After a long spell (too long) ashore, I returned last night to the ocean, this time in a sea kayak. We were a large group - a dozen or so colleagues, mostly novices (even my own modest paddling skills appeared relatively competent and economical). The boats were beautifully efficient, and perfect for novices: streamlined enough to let even weak paddlers maintain a good speed, but broad enough to be very stable.
The coast was spectacular: we explored the lee side of a long peninsula: sea cliffs all the way, riddled with caves and sea arches. The water was flat calm - at times we might almost have been airborne, so clear were the colours the rock and weed below. The paddles through the caves and the arches were magical. We had only two capsizes on the trip (neither mine). I did have one awkward moment, though, in a cave. The episode was typical me: the guide stopped at the entrance, which was large and very inviting.

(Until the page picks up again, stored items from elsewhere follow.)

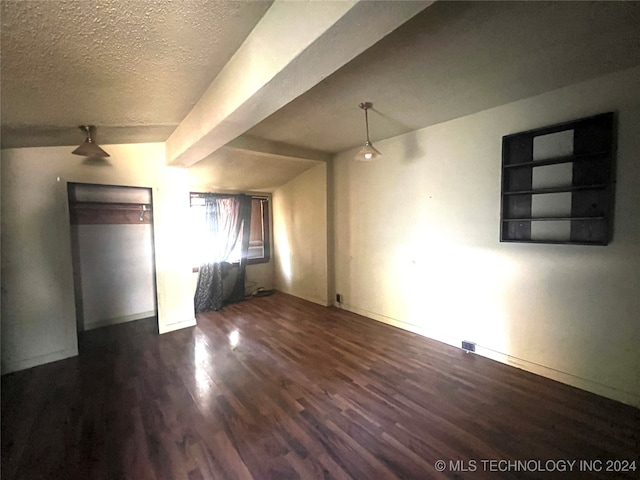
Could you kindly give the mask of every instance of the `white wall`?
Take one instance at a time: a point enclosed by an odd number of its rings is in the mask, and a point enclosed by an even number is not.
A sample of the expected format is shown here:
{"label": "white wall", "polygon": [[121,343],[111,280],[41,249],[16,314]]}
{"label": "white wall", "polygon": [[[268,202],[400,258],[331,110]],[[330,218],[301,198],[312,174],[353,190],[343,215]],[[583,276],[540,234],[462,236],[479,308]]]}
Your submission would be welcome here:
{"label": "white wall", "polygon": [[71,229],[77,239],[80,330],[154,316],[151,224],[72,225]]}
{"label": "white wall", "polygon": [[[344,308],[640,406],[640,69],[336,156]],[[425,107],[425,108],[428,108]],[[617,111],[613,242],[501,244],[503,135]]]}
{"label": "white wall", "polygon": [[273,238],[276,289],[329,305],[325,164],[273,193]]}
{"label": "white wall", "polygon": [[2,372],[77,354],[67,182],[151,187],[158,328],[194,325],[186,170],[164,144],[104,146],[105,162],[71,147],[2,151]]}

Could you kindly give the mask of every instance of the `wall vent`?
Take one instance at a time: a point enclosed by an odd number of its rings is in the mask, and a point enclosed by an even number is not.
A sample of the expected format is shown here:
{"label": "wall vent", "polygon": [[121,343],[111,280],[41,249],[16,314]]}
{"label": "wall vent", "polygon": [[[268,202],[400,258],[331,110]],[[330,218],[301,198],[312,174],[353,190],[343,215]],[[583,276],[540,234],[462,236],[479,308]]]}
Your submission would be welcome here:
{"label": "wall vent", "polygon": [[475,352],[476,351],[476,344],[473,342],[467,342],[466,340],[462,341],[462,349],[466,350],[467,352]]}

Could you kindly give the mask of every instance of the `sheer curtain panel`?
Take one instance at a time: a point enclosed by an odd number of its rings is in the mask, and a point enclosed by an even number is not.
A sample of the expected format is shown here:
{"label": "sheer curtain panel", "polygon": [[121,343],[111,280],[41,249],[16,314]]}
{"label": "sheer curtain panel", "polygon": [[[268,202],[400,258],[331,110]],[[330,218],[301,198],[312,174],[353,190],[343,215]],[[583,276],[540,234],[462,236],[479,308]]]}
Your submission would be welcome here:
{"label": "sheer curtain panel", "polygon": [[[247,195],[204,194],[201,221],[205,245],[194,297],[196,313],[220,310],[227,302],[244,299],[244,285],[251,226],[251,197]],[[240,261],[236,280],[228,298],[224,295],[224,279],[235,265],[229,258]]]}

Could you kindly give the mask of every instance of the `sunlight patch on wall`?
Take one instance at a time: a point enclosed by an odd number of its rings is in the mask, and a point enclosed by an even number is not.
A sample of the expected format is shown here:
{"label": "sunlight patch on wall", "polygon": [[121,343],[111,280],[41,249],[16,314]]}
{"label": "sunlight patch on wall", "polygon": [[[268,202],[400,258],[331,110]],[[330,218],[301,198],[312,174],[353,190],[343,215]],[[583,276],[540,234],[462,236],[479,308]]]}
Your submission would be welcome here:
{"label": "sunlight patch on wall", "polygon": [[287,226],[280,224],[278,227],[274,226],[274,229],[276,230],[274,238],[277,239],[275,242],[276,278],[284,282],[287,288],[291,288],[293,272],[291,271],[291,246],[289,245]]}
{"label": "sunlight patch on wall", "polygon": [[395,258],[400,281],[392,298],[405,304],[403,321],[510,351],[505,285],[517,275],[516,265],[483,248],[436,242],[421,242],[419,248],[405,244]]}

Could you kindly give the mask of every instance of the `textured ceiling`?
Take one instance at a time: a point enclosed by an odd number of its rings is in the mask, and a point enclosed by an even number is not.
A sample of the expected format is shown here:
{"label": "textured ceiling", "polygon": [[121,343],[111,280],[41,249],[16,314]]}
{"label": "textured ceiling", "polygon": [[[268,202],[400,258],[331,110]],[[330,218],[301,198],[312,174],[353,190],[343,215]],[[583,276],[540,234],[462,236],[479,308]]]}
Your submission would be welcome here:
{"label": "textured ceiling", "polygon": [[[270,5],[2,0],[3,148],[78,144],[84,123],[103,144],[165,141]],[[362,101],[372,140],[392,137],[640,65],[639,25],[634,1],[437,2],[246,135],[342,151],[364,140]],[[196,167],[211,189],[272,190],[317,164],[263,153]]]}
{"label": "textured ceiling", "polygon": [[3,0],[3,147],[166,140],[270,4]]}

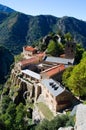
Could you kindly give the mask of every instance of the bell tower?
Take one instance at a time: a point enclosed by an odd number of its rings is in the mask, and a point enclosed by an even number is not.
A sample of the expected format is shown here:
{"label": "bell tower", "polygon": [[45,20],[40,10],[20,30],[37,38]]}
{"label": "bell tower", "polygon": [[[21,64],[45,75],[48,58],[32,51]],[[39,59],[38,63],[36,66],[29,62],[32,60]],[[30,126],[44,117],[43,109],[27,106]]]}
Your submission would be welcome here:
{"label": "bell tower", "polygon": [[75,57],[76,43],[67,42],[65,46],[65,58],[73,59]]}

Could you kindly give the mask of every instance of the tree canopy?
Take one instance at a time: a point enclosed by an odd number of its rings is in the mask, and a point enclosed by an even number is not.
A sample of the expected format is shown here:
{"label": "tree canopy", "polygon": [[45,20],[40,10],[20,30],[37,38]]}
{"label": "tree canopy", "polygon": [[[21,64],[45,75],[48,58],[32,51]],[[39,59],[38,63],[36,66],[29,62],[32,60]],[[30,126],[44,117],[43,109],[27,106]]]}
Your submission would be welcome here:
{"label": "tree canopy", "polygon": [[76,96],[86,95],[86,58],[73,69],[67,69],[63,74],[63,83],[74,93]]}
{"label": "tree canopy", "polygon": [[70,42],[70,41],[73,40],[73,37],[72,37],[72,35],[71,35],[70,32],[66,33],[66,34],[64,35],[64,37],[65,37],[65,40],[66,40],[67,42]]}
{"label": "tree canopy", "polygon": [[75,63],[80,63],[80,60],[82,59],[82,55],[84,53],[85,49],[82,47],[81,44],[76,44],[76,54],[75,54]]}
{"label": "tree canopy", "polygon": [[43,120],[37,125],[36,130],[58,130],[60,127],[74,126],[74,117],[68,115],[57,115],[53,120]]}
{"label": "tree canopy", "polygon": [[28,123],[25,120],[27,111],[20,103],[18,106],[7,95],[3,95],[0,104],[0,125],[8,130],[27,130]]}
{"label": "tree canopy", "polygon": [[61,43],[50,40],[47,53],[52,56],[59,56],[63,52],[63,45]]}

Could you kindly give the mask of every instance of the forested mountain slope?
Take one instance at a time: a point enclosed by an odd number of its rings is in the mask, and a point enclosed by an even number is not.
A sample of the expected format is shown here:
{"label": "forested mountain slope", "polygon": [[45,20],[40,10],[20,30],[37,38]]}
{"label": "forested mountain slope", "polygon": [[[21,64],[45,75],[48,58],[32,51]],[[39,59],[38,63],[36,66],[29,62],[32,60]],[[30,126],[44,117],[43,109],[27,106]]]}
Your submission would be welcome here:
{"label": "forested mountain slope", "polygon": [[[0,5],[1,7],[1,5]],[[51,15],[31,16],[20,12],[0,11],[0,45],[17,54],[26,44],[33,44],[50,32],[70,32],[77,42],[86,47],[86,22],[73,17]]]}
{"label": "forested mountain slope", "polygon": [[14,57],[10,51],[0,46],[0,84],[5,82],[13,62]]}

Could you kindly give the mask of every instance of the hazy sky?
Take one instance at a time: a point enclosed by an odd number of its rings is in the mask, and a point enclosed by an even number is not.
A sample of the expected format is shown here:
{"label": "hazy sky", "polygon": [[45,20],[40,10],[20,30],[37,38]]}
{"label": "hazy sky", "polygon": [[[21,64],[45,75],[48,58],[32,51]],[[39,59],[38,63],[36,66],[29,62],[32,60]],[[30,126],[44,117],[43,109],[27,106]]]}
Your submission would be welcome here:
{"label": "hazy sky", "polygon": [[72,16],[86,21],[86,0],[0,0],[0,4],[29,15]]}

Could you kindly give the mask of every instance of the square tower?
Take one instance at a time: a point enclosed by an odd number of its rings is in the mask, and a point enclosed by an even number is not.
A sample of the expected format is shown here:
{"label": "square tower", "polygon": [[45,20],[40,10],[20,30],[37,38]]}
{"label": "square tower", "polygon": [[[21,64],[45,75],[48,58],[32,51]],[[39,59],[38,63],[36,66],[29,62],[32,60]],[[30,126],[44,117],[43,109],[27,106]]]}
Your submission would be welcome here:
{"label": "square tower", "polygon": [[73,59],[75,57],[76,43],[67,42],[65,46],[65,58]]}

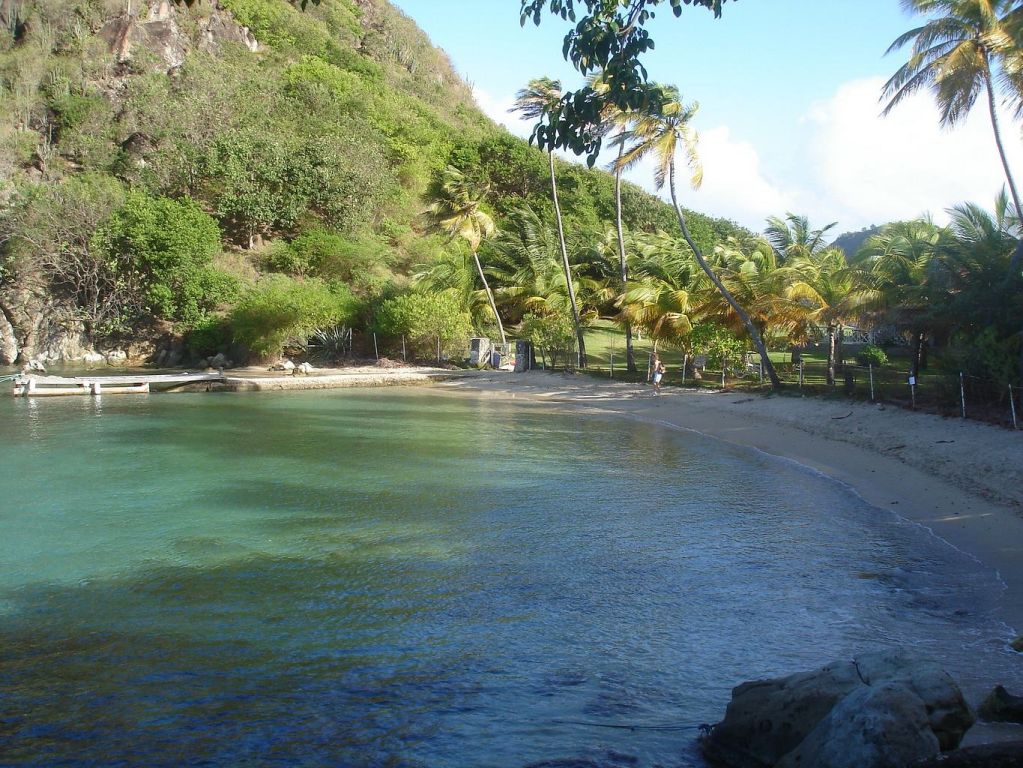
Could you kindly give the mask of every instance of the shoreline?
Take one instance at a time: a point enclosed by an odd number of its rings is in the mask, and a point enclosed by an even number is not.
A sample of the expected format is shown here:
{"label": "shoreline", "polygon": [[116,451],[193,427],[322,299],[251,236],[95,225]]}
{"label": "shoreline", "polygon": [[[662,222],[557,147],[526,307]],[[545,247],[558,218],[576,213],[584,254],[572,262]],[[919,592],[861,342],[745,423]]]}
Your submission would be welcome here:
{"label": "shoreline", "polygon": [[[557,373],[487,373],[437,389],[553,403],[796,462],[993,569],[1023,631],[1023,432],[872,404],[665,388]],[[907,450],[911,447],[911,450]]]}

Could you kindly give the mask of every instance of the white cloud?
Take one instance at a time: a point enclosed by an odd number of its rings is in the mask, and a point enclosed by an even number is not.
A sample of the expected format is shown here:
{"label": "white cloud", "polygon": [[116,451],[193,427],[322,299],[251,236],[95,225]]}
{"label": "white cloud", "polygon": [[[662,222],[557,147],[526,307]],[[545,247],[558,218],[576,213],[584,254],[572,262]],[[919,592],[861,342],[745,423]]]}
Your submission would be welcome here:
{"label": "white cloud", "polygon": [[528,139],[533,132],[533,124],[523,120],[517,112],[509,110],[515,106],[514,96],[494,96],[482,88],[473,87],[473,97],[484,114],[498,125],[503,125],[510,133]]}
{"label": "white cloud", "polygon": [[[679,157],[677,192],[679,203],[709,216],[732,219],[755,232],[764,219],[791,207],[792,197],[769,180],[761,170],[760,156],[748,141],[732,137],[727,126],[700,132],[698,146],[703,163],[703,184],[689,187],[689,172]],[[645,159],[626,172],[625,178],[670,201],[667,187],[654,189],[653,162]]]}
{"label": "white cloud", "polygon": [[733,139],[727,126],[701,132],[699,153],[703,185],[689,198],[694,209],[759,231],[765,218],[790,207],[790,196],[764,176],[756,148]]}
{"label": "white cloud", "polygon": [[[945,130],[927,92],[882,117],[878,97],[883,83],[882,78],[845,83],[791,124],[763,126],[761,140],[736,137],[726,125],[702,128],[703,186],[689,189],[680,168],[681,203],[754,231],[763,229],[768,216],[787,211],[806,215],[817,226],[837,221],[835,231],[843,232],[928,212],[943,222],[946,208],[965,201],[990,207],[1005,180],[983,100],[965,123]],[[513,95],[494,96],[477,88],[475,96],[493,120],[528,138],[532,124],[508,111]],[[1003,115],[1001,126],[1010,167],[1023,173],[1019,125]],[[769,128],[785,137],[781,151],[769,146]],[[612,155],[605,150],[601,165]],[[762,157],[772,163],[765,166]],[[626,178],[655,192],[649,161]],[[667,198],[666,190],[660,194]]]}
{"label": "white cloud", "polygon": [[[941,222],[965,201],[990,207],[1005,178],[983,96],[961,126],[943,130],[927,92],[881,117],[883,82],[846,83],[809,110],[801,211],[849,230],[926,212]],[[1003,118],[1002,133],[1010,167],[1023,167],[1018,126]]]}

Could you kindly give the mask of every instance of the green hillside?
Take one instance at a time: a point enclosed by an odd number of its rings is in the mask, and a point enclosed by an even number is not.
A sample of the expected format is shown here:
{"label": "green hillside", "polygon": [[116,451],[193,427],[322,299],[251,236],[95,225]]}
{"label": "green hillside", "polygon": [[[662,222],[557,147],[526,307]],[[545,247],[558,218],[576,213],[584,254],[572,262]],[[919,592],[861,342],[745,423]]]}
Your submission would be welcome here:
{"label": "green hillside", "polygon": [[[448,165],[498,229],[551,211],[545,156],[386,0],[0,0],[0,362],[269,353],[259,323],[284,311],[368,327],[457,250],[422,215]],[[570,234],[611,226],[607,173],[558,180]],[[623,212],[673,226],[630,185]]]}

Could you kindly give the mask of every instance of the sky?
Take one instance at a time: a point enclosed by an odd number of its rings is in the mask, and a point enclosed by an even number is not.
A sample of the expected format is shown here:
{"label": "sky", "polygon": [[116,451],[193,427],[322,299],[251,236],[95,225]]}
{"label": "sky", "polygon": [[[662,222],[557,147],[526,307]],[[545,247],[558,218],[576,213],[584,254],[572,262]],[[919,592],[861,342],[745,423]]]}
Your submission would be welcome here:
{"label": "sky", "polygon": [[[392,2],[450,56],[483,110],[520,136],[531,125],[507,110],[529,80],[582,82],[561,55],[567,24],[548,16],[520,27],[519,0]],[[683,8],[650,23],[656,48],[643,61],[652,80],[700,105],[704,181],[680,188],[685,207],[754,231],[792,212],[814,227],[837,222],[835,233],[923,214],[943,223],[967,201],[992,207],[1004,176],[983,97],[952,130],[939,126],[927,91],[880,114],[882,87],[909,55],[885,51],[921,23],[899,0],[730,0],[720,19]],[[1023,168],[1020,125],[1001,117],[1010,167]],[[628,178],[655,191],[649,165]]]}

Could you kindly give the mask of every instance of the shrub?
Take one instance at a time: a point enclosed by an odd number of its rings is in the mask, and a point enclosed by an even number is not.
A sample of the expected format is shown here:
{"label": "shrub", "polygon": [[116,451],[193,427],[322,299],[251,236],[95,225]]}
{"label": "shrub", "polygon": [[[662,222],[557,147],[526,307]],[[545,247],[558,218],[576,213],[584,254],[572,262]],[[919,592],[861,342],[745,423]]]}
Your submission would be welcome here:
{"label": "shrub", "polygon": [[231,325],[222,317],[209,317],[185,334],[185,346],[197,358],[226,352],[231,345]]}
{"label": "shrub", "polygon": [[734,363],[746,351],[746,343],[742,339],[717,323],[702,322],[693,326],[687,342],[688,353],[706,355],[711,368],[720,368],[726,361]]}
{"label": "shrub", "polygon": [[217,223],[194,200],[130,192],[97,242],[124,280],[140,283],[144,309],[156,317],[194,325],[237,297],[237,281],[213,266]]}
{"label": "shrub", "polygon": [[317,328],[348,322],[356,309],[343,284],[270,275],[242,295],[229,320],[235,341],[273,357],[288,343],[304,344]]}
{"label": "shrub", "polygon": [[533,343],[552,367],[558,364],[558,358],[568,356],[575,345],[572,319],[565,314],[527,314],[522,318],[521,334]]}
{"label": "shrub", "polygon": [[868,344],[856,353],[856,362],[860,365],[873,365],[875,368],[880,368],[882,365],[888,365],[888,355],[881,347]]}
{"label": "shrub", "polygon": [[472,321],[461,309],[458,296],[441,293],[407,293],[387,299],[377,313],[378,329],[392,337],[405,336],[413,357],[429,358],[441,353],[463,357],[472,335]]}

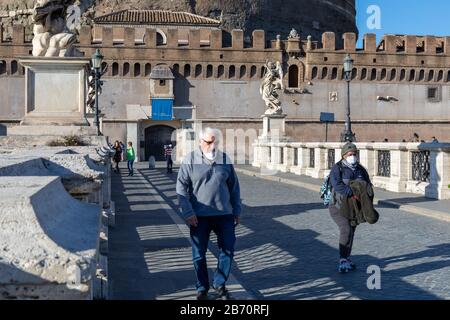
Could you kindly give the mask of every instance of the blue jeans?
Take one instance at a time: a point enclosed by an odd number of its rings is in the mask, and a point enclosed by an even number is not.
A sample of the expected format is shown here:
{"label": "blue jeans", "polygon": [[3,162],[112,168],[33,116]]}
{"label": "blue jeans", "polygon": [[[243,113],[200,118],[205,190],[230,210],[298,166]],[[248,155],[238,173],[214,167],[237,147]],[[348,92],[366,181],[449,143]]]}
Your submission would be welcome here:
{"label": "blue jeans", "polygon": [[128,162],[127,162],[129,174],[133,174],[133,163],[134,163],[134,160],[128,160]]}
{"label": "blue jeans", "polygon": [[213,287],[225,285],[231,271],[236,243],[235,225],[233,215],[197,217],[198,226],[190,227],[192,240],[192,260],[197,275],[197,291],[209,290],[208,267],[206,264],[206,251],[208,249],[211,231],[217,235],[219,259],[214,272]]}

Curiousity propelled me forward, and I glided past her, into the gloom beyound the cave mouth, and found a broad and inviting tunnel. Moving deeper, the gloom became a pitchy darkness, navigating now by sound and touch. The walls closed in: I shipped my paddle, and used my hands instead. I slowed to a stop as the loud and hollow slop-splashing just a few metres ahead warned me of the end of the cave: a moment too late, as it turned out.
Above me, a huge rock wedge protruded unseen from the roof almost to water level. Sliding under it, I stopped below its lowest point just as the trough of the swell passed by. Then, the boat rode up and forwards on the surge of the following wave, and I found myself forced onto my back, pinned in the darkness between the deck at my back and the rock pressed into my chest, wondering how high the water intended to rise...
Patience and calm were rewarded: the crest came,and went, and a sharp shove to the offending wedge sent me smartly sternwards, back to the light.